Functional Expectations

  • 4: Application fulfills all requirements as well as an extension.
  • 3: Application fulfills all requirements.
  • 2: Application is usable but has some missing functionality.
  • 1: Application crashes during normal usage.

Fundamental JavaScript & Style / OOP

  • 4: Application demonstrates excellent knowledge of JavaScript syntax, style, and refactoring. Application is expertly divided into logical components each with a clean, single responsibility.
  • 3: Class methods use array and object prototypes - for loops are not used in the application. Application shows strong effort towards organization, content, and refactoring. Application is effectively broken into logical components, but violate the principle of SRP.
  • 2: Class methods use a mix of array and object prototypes and for loops. Application runs but the code has long methods, unnecessary or poorly named variables, and needs significant refactoring. Divisions of logic into classes are inconsistent or unclear.
  • 1: Application generates syntax error or crashes during execution. Application logic shows poor decomposition with too much logic mashed together.

Test-Driven Development

  • 4: Application covers all aspects of the application including various flows and covers both happy/sad paths.
  • 3: Application is well tested but fails to cover some features and only tests for happy paths. Tests use smaller, sample data files as input rather than the large, original data files.
  • 2: Application makes some use of tests, but the coverage is insufficient given project requirements.
  • 1: Application does not demonstrate strong use of TDD.

User Interface

  • 4: The application can stand on its own to be used by an instructor without guidance from a developer on the team. The application is fully responsive and the UI does not detract from the UX. In addition, the application has clearly had special consideration around usability on devices.
  • 3: The application has many strong displays/interactions, but a few holes in lesser-used displays.
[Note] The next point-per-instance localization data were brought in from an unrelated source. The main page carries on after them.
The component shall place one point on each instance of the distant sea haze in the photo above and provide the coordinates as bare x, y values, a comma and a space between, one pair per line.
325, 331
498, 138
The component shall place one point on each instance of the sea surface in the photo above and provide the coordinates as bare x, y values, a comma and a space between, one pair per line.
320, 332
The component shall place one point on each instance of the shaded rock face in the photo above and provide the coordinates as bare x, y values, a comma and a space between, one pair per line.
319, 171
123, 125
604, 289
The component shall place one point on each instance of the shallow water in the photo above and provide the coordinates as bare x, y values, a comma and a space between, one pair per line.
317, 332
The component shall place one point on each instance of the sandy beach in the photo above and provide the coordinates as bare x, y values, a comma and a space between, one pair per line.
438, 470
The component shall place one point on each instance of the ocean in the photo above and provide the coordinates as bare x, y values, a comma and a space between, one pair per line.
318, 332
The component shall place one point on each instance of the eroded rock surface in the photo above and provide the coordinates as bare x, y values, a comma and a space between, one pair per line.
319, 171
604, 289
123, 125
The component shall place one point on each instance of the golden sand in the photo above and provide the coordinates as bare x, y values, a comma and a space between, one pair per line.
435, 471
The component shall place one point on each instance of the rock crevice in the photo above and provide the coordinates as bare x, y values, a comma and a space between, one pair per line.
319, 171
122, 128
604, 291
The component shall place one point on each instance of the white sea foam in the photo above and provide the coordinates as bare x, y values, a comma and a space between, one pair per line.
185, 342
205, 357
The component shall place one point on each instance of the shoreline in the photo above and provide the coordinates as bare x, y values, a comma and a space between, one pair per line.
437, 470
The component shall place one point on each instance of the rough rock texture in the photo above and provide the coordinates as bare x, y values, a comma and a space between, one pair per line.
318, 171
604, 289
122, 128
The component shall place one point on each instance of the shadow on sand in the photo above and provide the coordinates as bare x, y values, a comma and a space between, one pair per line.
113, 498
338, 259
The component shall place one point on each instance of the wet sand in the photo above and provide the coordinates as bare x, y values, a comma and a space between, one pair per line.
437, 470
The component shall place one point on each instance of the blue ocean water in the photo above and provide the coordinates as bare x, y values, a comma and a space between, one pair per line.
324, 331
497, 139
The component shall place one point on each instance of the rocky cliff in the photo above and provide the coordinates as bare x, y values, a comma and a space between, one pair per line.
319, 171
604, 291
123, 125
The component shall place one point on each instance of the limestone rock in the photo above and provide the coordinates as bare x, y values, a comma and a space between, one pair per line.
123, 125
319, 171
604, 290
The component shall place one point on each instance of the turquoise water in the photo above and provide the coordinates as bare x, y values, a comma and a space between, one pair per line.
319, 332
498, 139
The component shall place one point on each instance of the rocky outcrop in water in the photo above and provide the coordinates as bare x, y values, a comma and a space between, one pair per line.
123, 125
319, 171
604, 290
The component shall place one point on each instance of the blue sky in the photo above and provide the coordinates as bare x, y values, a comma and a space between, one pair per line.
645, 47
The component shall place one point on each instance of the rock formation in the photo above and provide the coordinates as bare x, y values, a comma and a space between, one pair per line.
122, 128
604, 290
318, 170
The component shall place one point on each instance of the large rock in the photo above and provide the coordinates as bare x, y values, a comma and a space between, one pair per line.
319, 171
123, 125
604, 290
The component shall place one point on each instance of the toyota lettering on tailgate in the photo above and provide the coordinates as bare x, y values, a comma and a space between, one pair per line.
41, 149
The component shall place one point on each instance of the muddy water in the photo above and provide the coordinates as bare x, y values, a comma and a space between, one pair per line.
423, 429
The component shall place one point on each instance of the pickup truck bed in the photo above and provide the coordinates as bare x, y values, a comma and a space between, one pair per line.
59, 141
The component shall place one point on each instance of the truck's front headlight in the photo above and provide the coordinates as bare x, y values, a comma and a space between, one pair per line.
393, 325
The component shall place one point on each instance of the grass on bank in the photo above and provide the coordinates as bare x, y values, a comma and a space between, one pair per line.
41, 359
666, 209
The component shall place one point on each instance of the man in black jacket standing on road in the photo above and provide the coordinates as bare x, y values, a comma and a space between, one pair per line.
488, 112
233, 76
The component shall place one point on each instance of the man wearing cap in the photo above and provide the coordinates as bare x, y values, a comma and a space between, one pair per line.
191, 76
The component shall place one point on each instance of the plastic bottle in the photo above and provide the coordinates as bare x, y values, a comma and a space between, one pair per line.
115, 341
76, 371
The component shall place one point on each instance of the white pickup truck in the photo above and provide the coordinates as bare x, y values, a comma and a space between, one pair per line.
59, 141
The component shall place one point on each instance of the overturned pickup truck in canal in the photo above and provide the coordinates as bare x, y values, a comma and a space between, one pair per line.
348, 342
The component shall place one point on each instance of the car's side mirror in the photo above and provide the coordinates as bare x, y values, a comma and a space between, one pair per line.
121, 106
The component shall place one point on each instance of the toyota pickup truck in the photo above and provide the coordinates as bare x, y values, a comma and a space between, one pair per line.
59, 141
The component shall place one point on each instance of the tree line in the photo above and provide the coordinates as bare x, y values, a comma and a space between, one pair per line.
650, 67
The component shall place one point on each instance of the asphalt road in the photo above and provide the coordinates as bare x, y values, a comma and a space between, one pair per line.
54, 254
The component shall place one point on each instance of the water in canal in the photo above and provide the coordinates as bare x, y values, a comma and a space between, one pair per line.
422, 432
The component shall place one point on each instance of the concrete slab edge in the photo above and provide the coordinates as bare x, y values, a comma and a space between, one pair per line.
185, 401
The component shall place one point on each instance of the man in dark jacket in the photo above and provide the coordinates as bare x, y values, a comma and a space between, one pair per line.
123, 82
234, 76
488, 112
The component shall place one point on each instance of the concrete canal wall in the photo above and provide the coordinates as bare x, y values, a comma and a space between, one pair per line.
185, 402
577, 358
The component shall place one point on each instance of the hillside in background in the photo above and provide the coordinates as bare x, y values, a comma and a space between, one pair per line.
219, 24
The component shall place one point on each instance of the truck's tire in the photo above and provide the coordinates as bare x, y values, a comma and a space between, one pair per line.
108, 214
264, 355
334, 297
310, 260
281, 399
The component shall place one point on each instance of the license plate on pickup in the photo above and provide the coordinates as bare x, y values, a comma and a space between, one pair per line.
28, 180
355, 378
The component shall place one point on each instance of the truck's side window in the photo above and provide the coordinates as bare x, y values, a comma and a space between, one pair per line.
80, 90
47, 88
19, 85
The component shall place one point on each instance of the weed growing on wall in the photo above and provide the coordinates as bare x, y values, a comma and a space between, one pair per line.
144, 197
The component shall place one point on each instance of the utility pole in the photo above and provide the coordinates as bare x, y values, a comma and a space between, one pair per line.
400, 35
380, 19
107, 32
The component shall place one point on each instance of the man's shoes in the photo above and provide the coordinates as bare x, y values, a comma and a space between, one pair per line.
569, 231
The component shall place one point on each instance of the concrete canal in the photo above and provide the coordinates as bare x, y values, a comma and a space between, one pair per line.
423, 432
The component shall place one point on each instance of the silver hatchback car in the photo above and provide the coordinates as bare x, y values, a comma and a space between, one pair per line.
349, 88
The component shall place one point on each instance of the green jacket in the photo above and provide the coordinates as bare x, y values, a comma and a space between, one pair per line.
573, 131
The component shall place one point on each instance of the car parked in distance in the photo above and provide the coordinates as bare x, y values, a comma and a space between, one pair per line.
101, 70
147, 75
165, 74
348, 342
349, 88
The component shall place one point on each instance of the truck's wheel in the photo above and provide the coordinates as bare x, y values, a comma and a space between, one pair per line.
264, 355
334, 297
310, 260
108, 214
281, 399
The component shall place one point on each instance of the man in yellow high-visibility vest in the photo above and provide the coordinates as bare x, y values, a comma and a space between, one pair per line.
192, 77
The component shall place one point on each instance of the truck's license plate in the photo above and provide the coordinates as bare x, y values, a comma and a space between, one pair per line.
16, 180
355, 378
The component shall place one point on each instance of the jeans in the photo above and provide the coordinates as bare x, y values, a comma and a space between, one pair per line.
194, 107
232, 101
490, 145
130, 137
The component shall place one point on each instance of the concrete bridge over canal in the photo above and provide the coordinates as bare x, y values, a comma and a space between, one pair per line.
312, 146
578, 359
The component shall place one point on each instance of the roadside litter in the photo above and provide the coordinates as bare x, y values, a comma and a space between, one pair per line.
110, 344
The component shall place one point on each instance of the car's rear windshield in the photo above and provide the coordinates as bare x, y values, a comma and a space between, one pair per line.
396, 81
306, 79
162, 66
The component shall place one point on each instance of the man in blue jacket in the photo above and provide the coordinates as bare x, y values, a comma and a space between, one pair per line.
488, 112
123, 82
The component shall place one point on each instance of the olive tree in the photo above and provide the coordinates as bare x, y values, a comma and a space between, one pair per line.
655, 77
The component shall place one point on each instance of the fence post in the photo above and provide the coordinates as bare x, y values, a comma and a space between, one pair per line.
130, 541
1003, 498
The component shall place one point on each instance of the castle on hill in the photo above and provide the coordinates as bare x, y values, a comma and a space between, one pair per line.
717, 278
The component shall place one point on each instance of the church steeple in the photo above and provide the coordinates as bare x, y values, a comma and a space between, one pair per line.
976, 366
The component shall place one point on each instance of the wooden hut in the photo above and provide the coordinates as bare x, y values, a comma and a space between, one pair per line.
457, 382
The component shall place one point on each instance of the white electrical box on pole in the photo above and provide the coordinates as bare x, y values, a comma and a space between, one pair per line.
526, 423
The application is fully responsive and the UI does not detract from the UX.
  • 2: The application shows effort in the interface, but the result is not effective. The evaluator has some difficulty using the application when reviewing the features in the users’ needs. Application is not responsive on other devices.
  • 1: The application is confusing or difficult to use.


  • 4: The team effectively uses Git branches and many small, atomic commits that document the evolution of their application with descriptive commit messages. The team displays good pairing practices (driver-navigator, dividing up work, etc.) and utilizes a planning tool more than GitHub issues (GitHub Projects, Trello, etc).
  • 3: The team makes a series of small, atomic commits that document the evolution of their application. The team conducts a DTR (define the relationship) and utilizes GitHub issues and best pairing practices. Both members contribute meaningfully to the application.
  • 2: The team makes large commits covering multiple features that make it difficult for the evaluator to determine the evolution of the application. The team does not utilize a planning tool or equitable pairing practices. One or both members do not contribute meaningfully to the application.
  • 1: The team committed the code to version control in only a few commits. The evaluator cannot determine the evolution of the application.